Crying Angel is crying wolf

By Rosie Lukanc
For The Post

Back in West State Street Cemetery, there is a statue of an angel. It isn't a gravestone, it isn't a monument, but it is said to cry real tears.

According to "the Spook files" at Alden Library, the Angel is meant to be the marker of unknown children's graves.

Joanne Prisley, curator of the Athens Historical Society, has her own take on the Athens folklore.

"All of these stories are silly. I'm just not in to that sort of thing," she said. "I don't know where this all got started. If I did, I'd put a stop to it."

She and her co-workers at the historical society have done work at the West

State Street Cemetery and have examined the angel up close. They could find no trace of tears.

"We all stood there and tried to see what would make [people] see it, but there was nothing."

She believes the legend is the product of students’ overactive imaginations.

Prisley said she hopes people will look to cemeteries as historical guides to

Athens past, not material for ghost stories.

"I think cemeteries just aren't scary; they're informative," she said.

Prisley said that people should look more into the factual side of Athens history, instead of the mystical.

Lifelong Athens resident Karen Jones, the administrative associate at Alden Library Archives and Special Collections, has a different view since she grew up near the West State Street Cemetery.

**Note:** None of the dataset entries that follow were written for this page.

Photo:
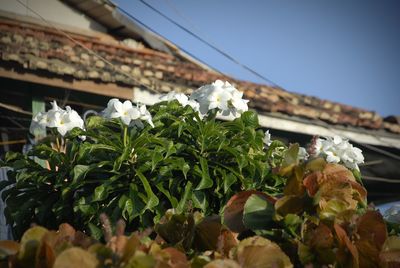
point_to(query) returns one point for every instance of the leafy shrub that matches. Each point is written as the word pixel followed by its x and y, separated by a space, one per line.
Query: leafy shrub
pixel 321 220
pixel 136 171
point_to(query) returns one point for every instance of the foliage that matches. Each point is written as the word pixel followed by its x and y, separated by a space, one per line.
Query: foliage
pixel 70 248
pixel 137 173
pixel 322 218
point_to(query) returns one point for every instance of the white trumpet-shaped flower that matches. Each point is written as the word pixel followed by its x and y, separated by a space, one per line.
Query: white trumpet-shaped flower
pixel 62 120
pixel 129 114
pixel 267 138
pixel 221 96
pixel 339 150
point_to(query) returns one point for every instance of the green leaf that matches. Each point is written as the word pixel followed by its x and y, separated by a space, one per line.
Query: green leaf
pixel 100 193
pixel 206 181
pixel 155 159
pixel 257 213
pixel 250 119
pixel 229 180
pixel 95 231
pixel 186 196
pixel 127 209
pixel 152 199
pixel 76 257
pixel 199 199
pixel 171 199
pixel 79 172
pixel 94 121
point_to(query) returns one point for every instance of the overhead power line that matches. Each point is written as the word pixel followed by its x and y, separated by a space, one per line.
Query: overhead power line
pixel 89 50
pixel 157 33
pixel 214 47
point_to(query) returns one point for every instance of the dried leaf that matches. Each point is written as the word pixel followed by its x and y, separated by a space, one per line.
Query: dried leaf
pixel 207 233
pixel 390 254
pixel 8 247
pixel 345 243
pixel 226 241
pixel 222 264
pixel 259 252
pixel 371 226
pixel 233 211
pixel 174 258
pixel 75 257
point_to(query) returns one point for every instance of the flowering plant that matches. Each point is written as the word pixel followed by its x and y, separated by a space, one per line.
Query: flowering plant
pixel 137 163
pixel 203 185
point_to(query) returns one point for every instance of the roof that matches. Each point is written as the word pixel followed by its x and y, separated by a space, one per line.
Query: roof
pixel 37 49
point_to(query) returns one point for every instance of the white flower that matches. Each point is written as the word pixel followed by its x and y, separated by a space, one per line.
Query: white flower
pixel 339 150
pixel 63 120
pixel 128 114
pixel 222 96
pixel 145 115
pixel 180 97
pixel 302 154
pixel 39 122
pixel 110 108
pixel 66 120
pixel 125 111
pixel 267 138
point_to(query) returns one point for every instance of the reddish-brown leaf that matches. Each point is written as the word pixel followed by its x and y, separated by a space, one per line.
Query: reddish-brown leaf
pixel 233 212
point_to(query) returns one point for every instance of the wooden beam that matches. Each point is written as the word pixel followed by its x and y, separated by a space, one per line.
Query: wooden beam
pixel 110 89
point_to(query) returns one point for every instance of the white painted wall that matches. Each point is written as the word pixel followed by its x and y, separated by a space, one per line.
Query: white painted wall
pixel 54 11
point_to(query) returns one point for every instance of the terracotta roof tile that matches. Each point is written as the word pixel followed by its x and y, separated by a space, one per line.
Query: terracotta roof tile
pixel 35 48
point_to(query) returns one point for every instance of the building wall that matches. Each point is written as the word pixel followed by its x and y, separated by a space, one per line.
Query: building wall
pixel 52 10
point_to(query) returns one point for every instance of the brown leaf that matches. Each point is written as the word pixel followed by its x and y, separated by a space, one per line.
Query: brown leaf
pixel 371 226
pixel 175 258
pixel 226 241
pixel 225 263
pixel 233 212
pixel 322 237
pixel 207 233
pixel 368 253
pixel 67 232
pixel 311 182
pixel 259 252
pixel 117 244
pixel 46 256
pixel 390 254
pixel 289 204
pixel 75 257
pixel 294 185
pixel 345 243
pixel 8 247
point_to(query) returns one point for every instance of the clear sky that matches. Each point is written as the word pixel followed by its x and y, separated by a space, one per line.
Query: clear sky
pixel 346 50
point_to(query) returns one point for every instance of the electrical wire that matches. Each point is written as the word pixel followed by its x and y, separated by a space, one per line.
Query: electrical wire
pixel 380 179
pixel 214 47
pixel 189 32
pixel 179 47
pixel 86 48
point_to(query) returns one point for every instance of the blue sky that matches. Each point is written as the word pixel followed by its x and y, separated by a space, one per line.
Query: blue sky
pixel 346 51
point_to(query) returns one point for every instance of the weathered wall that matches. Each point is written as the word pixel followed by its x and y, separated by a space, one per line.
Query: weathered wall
pixel 52 10
pixel 5 232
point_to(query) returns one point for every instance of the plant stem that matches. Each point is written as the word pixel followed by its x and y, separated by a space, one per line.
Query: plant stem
pixel 125 135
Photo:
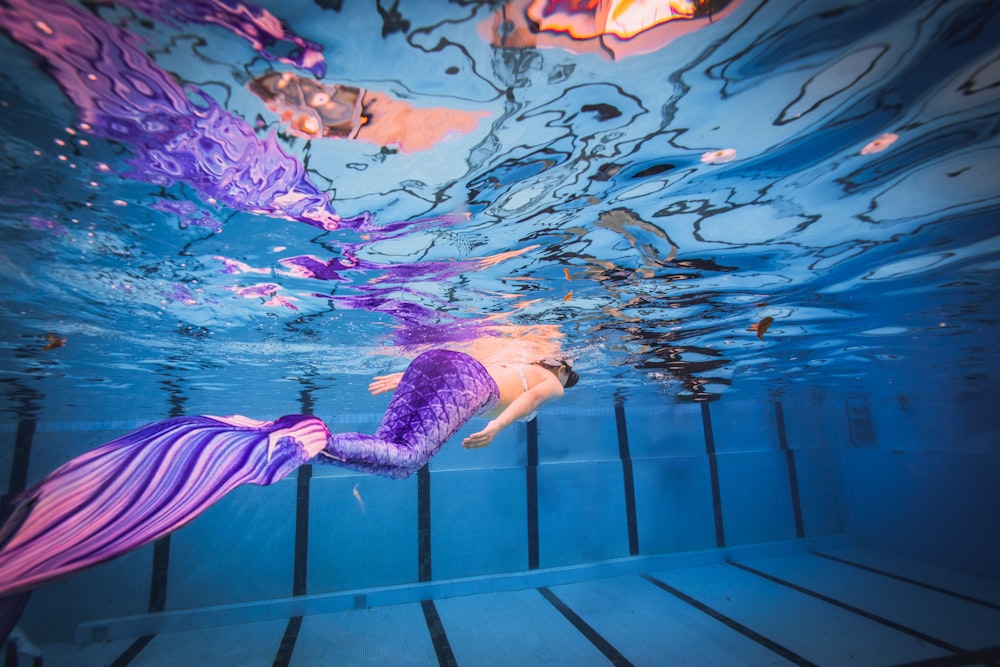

"All cemeteries are scary!" she said.

Jones said she and her classmates had to walk past the cemetery every day to get home.

"Once in the morning, once for lunch and once at night," she said. "We'd end up running through every time."

Although she is nervous about the cemetery itself, Jones has no fear of the crying angel.

She said she sees it as a hoax and didn't know much about it until the Fox Family television program last year.

She helped the crew from the Fox Family Channel do its research for last years' special on Athens, but said she thought the show over-exaggerated many facts, and misconstrued information.

"The photo they showed, which they claimed to be 'Margaret' was actually an

unidentified patient. There's no photo credit," she said. "That's just what happens, things get misunderstood."